What are rare earth elements?
The term rare earths is somewhat misleading as the elements are not particularly rare in nature. What is rare is for them to be present in such abundance that they can be economically exploited.
The rare earths are a moderately abundant group of 17 elements comprising the 15 lanthanides, scandium, and yttrium. The lanthanides comprise a group of 15 elements with atomic numbers 57 through 71 as shown in the periodic table below. In order of atomic number (atomic symbol) the lanthanides are: lanthanum (La), cerium (Ce), praseodymium (Pr), neodymium (Nd), promethium (Pm), samarium (Sm), europium (Eu), gadolinium (Gd), terbium (Tb), dysprosium (Dy), holmium (Ho), erbium (Er), thulium (Tm), ytterbium (Yb), and lutetium (Lu).
Why do we need them?
Rare earth elements have become the fundamental building blocks of our modern economy. Rapid technological advances have resulted in rare earths becoming necessary components of hundreds of advanced technological products from electric vehicles to renewable energy, humanoid robotics, medical applications and digital devices.
Neodymium (Nd) and Praseodymium (Pr) are two of the most high-value and important rare earth elements – both critical to powering NdFeB permanent magnets needed for the conversation of electrical energy into motion.
Currently, the supply of rare earths is dominated by China, which is responsible for around 65 per cent of primary supply and 90 per cent of global processing capacity.

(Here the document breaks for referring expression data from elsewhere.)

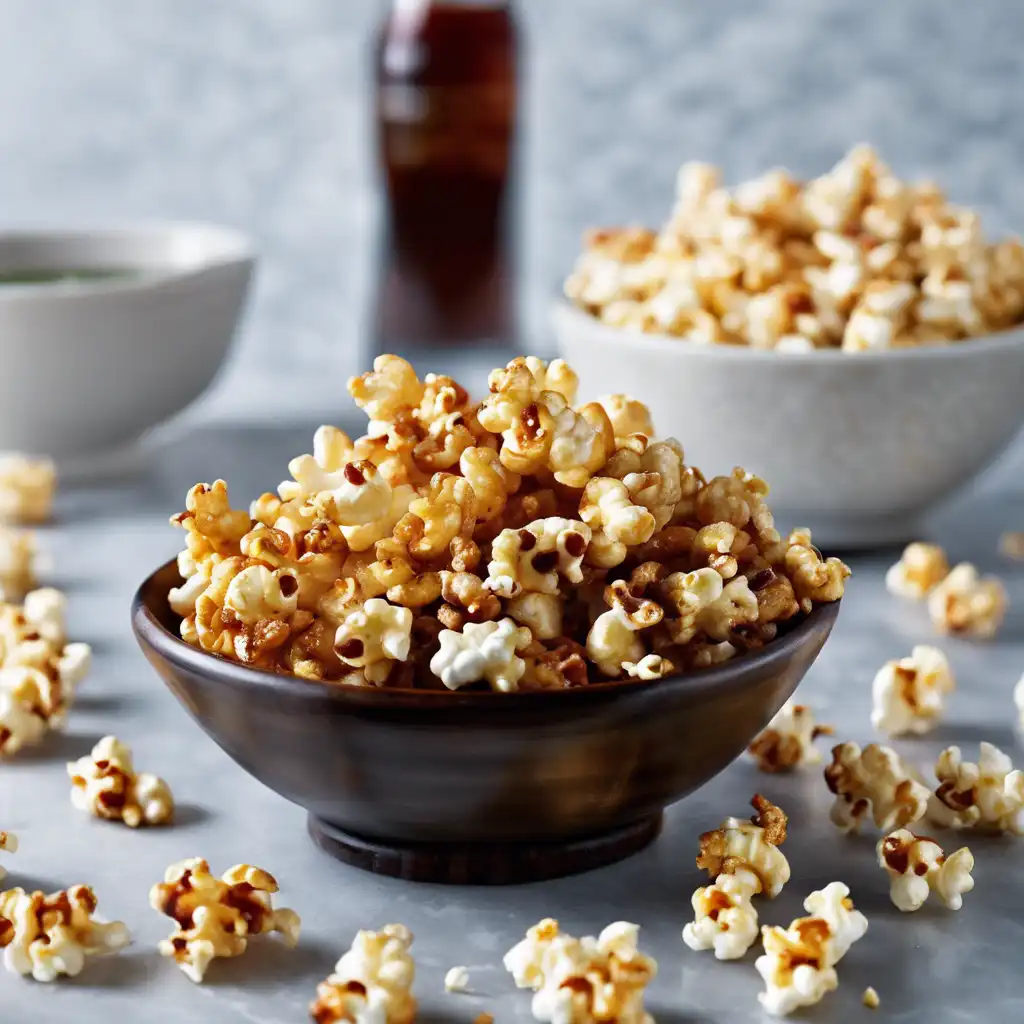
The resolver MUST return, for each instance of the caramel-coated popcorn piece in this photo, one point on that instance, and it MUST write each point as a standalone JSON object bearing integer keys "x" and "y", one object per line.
{"x": 918, "y": 866}
{"x": 968, "y": 604}
{"x": 372, "y": 982}
{"x": 987, "y": 796}
{"x": 907, "y": 693}
{"x": 50, "y": 936}
{"x": 921, "y": 568}
{"x": 105, "y": 784}
{"x": 787, "y": 740}
{"x": 583, "y": 981}
{"x": 27, "y": 486}
{"x": 749, "y": 846}
{"x": 217, "y": 916}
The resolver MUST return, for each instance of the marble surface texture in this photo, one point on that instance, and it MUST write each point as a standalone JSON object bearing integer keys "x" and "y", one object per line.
{"x": 254, "y": 113}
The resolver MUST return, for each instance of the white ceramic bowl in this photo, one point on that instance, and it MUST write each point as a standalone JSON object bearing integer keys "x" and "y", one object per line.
{"x": 88, "y": 366}
{"x": 856, "y": 446}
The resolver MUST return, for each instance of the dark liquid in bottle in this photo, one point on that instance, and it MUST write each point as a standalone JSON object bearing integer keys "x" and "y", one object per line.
{"x": 445, "y": 111}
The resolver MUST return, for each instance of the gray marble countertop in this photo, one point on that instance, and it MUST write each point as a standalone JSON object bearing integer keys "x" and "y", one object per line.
{"x": 933, "y": 966}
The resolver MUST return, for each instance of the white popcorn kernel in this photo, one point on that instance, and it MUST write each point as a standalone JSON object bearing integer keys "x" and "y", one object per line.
{"x": 725, "y": 919}
{"x": 907, "y": 694}
{"x": 987, "y": 796}
{"x": 873, "y": 781}
{"x": 50, "y": 936}
{"x": 372, "y": 982}
{"x": 787, "y": 740}
{"x": 921, "y": 568}
{"x": 457, "y": 980}
{"x": 105, "y": 784}
{"x": 918, "y": 866}
{"x": 481, "y": 651}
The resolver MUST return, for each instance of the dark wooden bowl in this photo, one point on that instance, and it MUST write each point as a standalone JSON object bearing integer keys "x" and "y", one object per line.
{"x": 478, "y": 787}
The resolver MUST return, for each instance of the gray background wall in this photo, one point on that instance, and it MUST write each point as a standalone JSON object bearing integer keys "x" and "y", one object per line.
{"x": 256, "y": 113}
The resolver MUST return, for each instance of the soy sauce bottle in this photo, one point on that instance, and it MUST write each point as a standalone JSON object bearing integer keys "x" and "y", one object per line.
{"x": 445, "y": 120}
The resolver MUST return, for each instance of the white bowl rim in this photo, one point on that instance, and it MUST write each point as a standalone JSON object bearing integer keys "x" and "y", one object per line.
{"x": 820, "y": 356}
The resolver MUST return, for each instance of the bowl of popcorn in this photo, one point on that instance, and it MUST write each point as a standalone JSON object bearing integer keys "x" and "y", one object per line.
{"x": 854, "y": 339}
{"x": 487, "y": 641}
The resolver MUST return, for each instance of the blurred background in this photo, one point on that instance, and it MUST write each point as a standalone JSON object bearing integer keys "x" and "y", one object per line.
{"x": 259, "y": 114}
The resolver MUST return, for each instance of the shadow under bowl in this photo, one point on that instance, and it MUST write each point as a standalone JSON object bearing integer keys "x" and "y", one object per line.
{"x": 478, "y": 787}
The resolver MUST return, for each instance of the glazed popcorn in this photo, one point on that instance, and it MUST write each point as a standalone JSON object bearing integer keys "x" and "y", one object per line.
{"x": 968, "y": 604}
{"x": 725, "y": 919}
{"x": 918, "y": 867}
{"x": 787, "y": 740}
{"x": 873, "y": 781}
{"x": 525, "y": 542}
{"x": 50, "y": 936}
{"x": 105, "y": 784}
{"x": 27, "y": 486}
{"x": 921, "y": 568}
{"x": 8, "y": 842}
{"x": 372, "y": 982}
{"x": 987, "y": 796}
{"x": 583, "y": 981}
{"x": 855, "y": 259}
{"x": 217, "y": 916}
{"x": 752, "y": 847}
{"x": 799, "y": 963}
{"x": 907, "y": 694}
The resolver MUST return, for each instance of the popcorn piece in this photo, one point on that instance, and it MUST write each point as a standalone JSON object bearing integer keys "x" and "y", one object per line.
{"x": 374, "y": 636}
{"x": 987, "y": 796}
{"x": 799, "y": 965}
{"x": 787, "y": 740}
{"x": 457, "y": 980}
{"x": 27, "y": 487}
{"x": 921, "y": 568}
{"x": 217, "y": 916}
{"x": 105, "y": 784}
{"x": 908, "y": 693}
{"x": 967, "y": 603}
{"x": 725, "y": 918}
{"x": 482, "y": 651}
{"x": 8, "y": 842}
{"x": 749, "y": 846}
{"x": 534, "y": 558}
{"x": 17, "y": 557}
{"x": 583, "y": 981}
{"x": 49, "y": 936}
{"x": 372, "y": 982}
{"x": 918, "y": 866}
{"x": 872, "y": 781}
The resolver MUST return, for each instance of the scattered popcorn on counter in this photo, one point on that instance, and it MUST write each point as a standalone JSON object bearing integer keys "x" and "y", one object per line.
{"x": 27, "y": 486}
{"x": 968, "y": 604}
{"x": 873, "y": 781}
{"x": 987, "y": 796}
{"x": 921, "y": 568}
{"x": 725, "y": 919}
{"x": 907, "y": 694}
{"x": 372, "y": 982}
{"x": 749, "y": 846}
{"x": 104, "y": 783}
{"x": 50, "y": 936}
{"x": 217, "y": 916}
{"x": 918, "y": 866}
{"x": 799, "y": 963}
{"x": 787, "y": 740}
{"x": 855, "y": 259}
{"x": 583, "y": 981}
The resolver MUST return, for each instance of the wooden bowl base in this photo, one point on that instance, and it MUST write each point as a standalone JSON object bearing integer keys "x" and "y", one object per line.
{"x": 484, "y": 863}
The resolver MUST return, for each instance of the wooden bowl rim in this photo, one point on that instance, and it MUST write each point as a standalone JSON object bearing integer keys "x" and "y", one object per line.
{"x": 732, "y": 675}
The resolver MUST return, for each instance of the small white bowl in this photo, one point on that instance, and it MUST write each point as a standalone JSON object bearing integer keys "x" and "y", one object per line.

Capitalising on a global supply deficit
Fueled by the electrification trend, global demand for permanent magnets used in electric vehicles and wind turbines is forecast to growth at a compound annual growth rate of 7.8% in the next decade.
Electric drivetrains and wind energy is expected to represent 59% of rare earth oxide demand for magnets by 2032, with electric vehicle demand to growth significant as governments ban the sale of the traditional internal combustion engine. In addition, wind power has been identified as the fastest growing renewable energy technology by the International Renewable Energy Agency with installed capacity to grow around two times through to 2030.
Other demand sources for these magnets include the growing areas of humanoid robotics, consumer electronics, industrial applications and air-conditioning.
As a result, it is expected that the demand for rare earth elements – in particular NdPr – will exceed current production rates by 2025, resulting in a sizeable supply gap growing to 2032, representing around 13 times the projected NdPr oxide output of Yangibana. New and more diversified supply sources will be vital, with long project development lead times raising questions around the ability of supply ramp up.
With first concentrate from Yangibana expected in Q2 2025, the project is well-timed to start meeting this increase in demand.